Ever had a nasty 24-hour stomach bug? The kind where you feel increasingly miserable and then puke and feel much better, but then have your blissful, blessed relief cut short by another wave of nausea, and then another, until you are certain that you will be vomiting every 20 minutes for the rest of your life?
Welcome to Arizona, where the legislature and governor have just heaved our collective shoes into the bucket with a prohibition against ethnic-studies curricula that don't meet Tom "the most fun chant for me was 'drill, baby, drill' used by three separate speakers" Horne's approval.
Gov. Jan Brewer signed a bill limiting what kind of courses schools can offer in the name of cultural diversity Tuesday.
Without comment, Brewer signed the controversial legislation, which declares students "should be taught to treat and value each other as individuals and not be taught to resent or hate other races or classes of people.''
The law, aimed specifically at the ethnic studies program at Tucson Unified School District, is far more complex than that goal.
It makes it illegal for public schools to have any courses or classes that promote the overthrow of the United States government or promote resentment toward a race or class of people. It also bars any programs "designed primarily for pupils of a particular ethnic group."
My 7th grade social studies teacher would be in deep shit on this one, given how his World War II lectures made me resent the hell out of the Nazis. And my son's Native American Literature teacher made the class read Bury My Heart At Wounded Knee this semester, which left him feeling not that great about--gasp--the United States government! Well. That's a bit of hyperbole. Tom Horne isn't going to march in and string up teachers who might give white students a moment of pause when they consider the atrocities perpetuated by governments on this continent and in Europe, but if you get the Mexicans riled up, you're toast. Oh, and by the way, if you're trying to teach the Mexicans to speak English, make sure your accent isn't too thick. Because Arizona doesn't like that either.
You'd be perfectly justified, at this point, to ask who the fuck thinks all this is a good idea. There's an obvious and troubling answer, and now, this morning, a less obvious and possibly more troubling answer. First, the no-brainer: the white supremacists, of course, think this is all kinds of awesome. But it's more than just them, and that keeps me from my rest. Large chunks of the country are going nativist now, or at least large chunks of slightly more than a thousand registered voters with landlines who happened to answer their phones and take part in a poll are, and that should give us all pause.
A strong majority of Americans support Arizona's controversial new immigration law and would back similar laws in their own states, a new McClatchy-Ipsos poll found.
A separate Pew Research Center poll on the Arizona law released Wednesday found similar sentiments.
In the McClatchy-Ipsos poll, 61 percent of Americans - and 64 percent of registered voters - said they favored the law in a survey of 1,016 adults conducted May 6-9.
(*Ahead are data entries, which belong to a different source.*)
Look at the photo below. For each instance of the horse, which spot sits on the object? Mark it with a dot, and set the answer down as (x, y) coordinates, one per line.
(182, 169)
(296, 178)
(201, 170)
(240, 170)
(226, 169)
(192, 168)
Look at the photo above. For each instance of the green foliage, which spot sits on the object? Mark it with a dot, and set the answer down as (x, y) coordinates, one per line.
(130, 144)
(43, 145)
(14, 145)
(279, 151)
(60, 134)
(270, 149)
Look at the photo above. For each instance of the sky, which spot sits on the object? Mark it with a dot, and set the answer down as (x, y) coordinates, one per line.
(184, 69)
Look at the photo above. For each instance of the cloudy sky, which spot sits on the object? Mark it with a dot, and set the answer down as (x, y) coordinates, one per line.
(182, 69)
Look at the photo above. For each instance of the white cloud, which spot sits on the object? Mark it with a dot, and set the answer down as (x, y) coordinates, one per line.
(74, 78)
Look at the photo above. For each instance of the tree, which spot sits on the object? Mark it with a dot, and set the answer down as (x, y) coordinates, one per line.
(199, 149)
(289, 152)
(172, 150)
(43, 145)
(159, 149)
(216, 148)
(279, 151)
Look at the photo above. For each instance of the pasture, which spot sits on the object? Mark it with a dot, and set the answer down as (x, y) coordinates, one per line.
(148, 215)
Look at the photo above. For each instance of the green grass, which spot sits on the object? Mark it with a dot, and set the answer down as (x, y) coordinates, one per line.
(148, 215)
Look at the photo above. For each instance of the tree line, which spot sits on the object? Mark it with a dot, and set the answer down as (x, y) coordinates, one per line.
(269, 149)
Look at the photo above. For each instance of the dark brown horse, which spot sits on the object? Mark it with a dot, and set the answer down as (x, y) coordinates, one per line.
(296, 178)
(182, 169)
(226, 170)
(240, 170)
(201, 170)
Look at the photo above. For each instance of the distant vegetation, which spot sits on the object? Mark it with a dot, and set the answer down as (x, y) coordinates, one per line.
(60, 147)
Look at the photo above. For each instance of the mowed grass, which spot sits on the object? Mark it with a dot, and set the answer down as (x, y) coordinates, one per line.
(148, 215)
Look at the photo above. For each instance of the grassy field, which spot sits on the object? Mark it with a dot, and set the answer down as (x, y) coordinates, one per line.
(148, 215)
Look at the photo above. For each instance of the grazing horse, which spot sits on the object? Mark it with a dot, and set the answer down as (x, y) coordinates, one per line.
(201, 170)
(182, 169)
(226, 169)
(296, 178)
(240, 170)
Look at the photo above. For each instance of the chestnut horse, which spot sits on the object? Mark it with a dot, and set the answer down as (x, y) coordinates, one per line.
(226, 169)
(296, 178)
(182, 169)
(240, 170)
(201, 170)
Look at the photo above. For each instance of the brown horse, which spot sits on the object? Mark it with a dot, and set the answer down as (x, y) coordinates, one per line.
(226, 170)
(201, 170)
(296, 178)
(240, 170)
Strikingly, nearly half of Democrats like the law, under which local law enforcement officers are tasked with verifying people's immigration status if they suspect them of being in the country illegally.
Swell. And here's the best part:
In addition, about 69 percent of Americans said they wouldn't mind if police officers stopped them to ask for proof of their citizenship or legal rights to be in the country; about 29 percent would mind, considering it a violation of their rights, and about 3 percent were unsure.
Hell no, I wouldn't mind if a nice police officer stopped me and asked me for proof of citizenship! People who say this are people who have never been hassled by a cop in their entire lives for having the wrong skin color or wrong kind of clothes for the neighborhood they're walking in or the car they're driving. It's very, very easy to hit play and blast out the title track from Unexamined Privilege's Greatest Hits, Vol. 1: If You're Not Doing Anything Wrong (You Don't Have Anything To Worry About), until the day comes when you really aren't doing anything wrong and get busted anyway. If you're white enough and not screaming in Farsi at the top of your lungs, no, you probably don't have to worry about it, and if for some unfathomable reason you were stopped and questioned and didn't have your ID or birth certificate (long form, please) on you, you could talk your way out of it. And hey, if you don't have to worry about it on a personal level, you get a pass from having to worry about it on a conceptual level. It's not just the Arizona way any more. It's the American way, bucko, and don't you forget it.
Pass the pepto, if you please. Every time I think it's got to be over, another wave comes.
1 comment:
These are the same people who scream and holler about "National ID cards." When it is explained to them that ordinary ID cards (e.g., driver's licenses) are not adequate to demonstrate citizenship, I expect people will start to wonder. Of course, I could be completely wrong.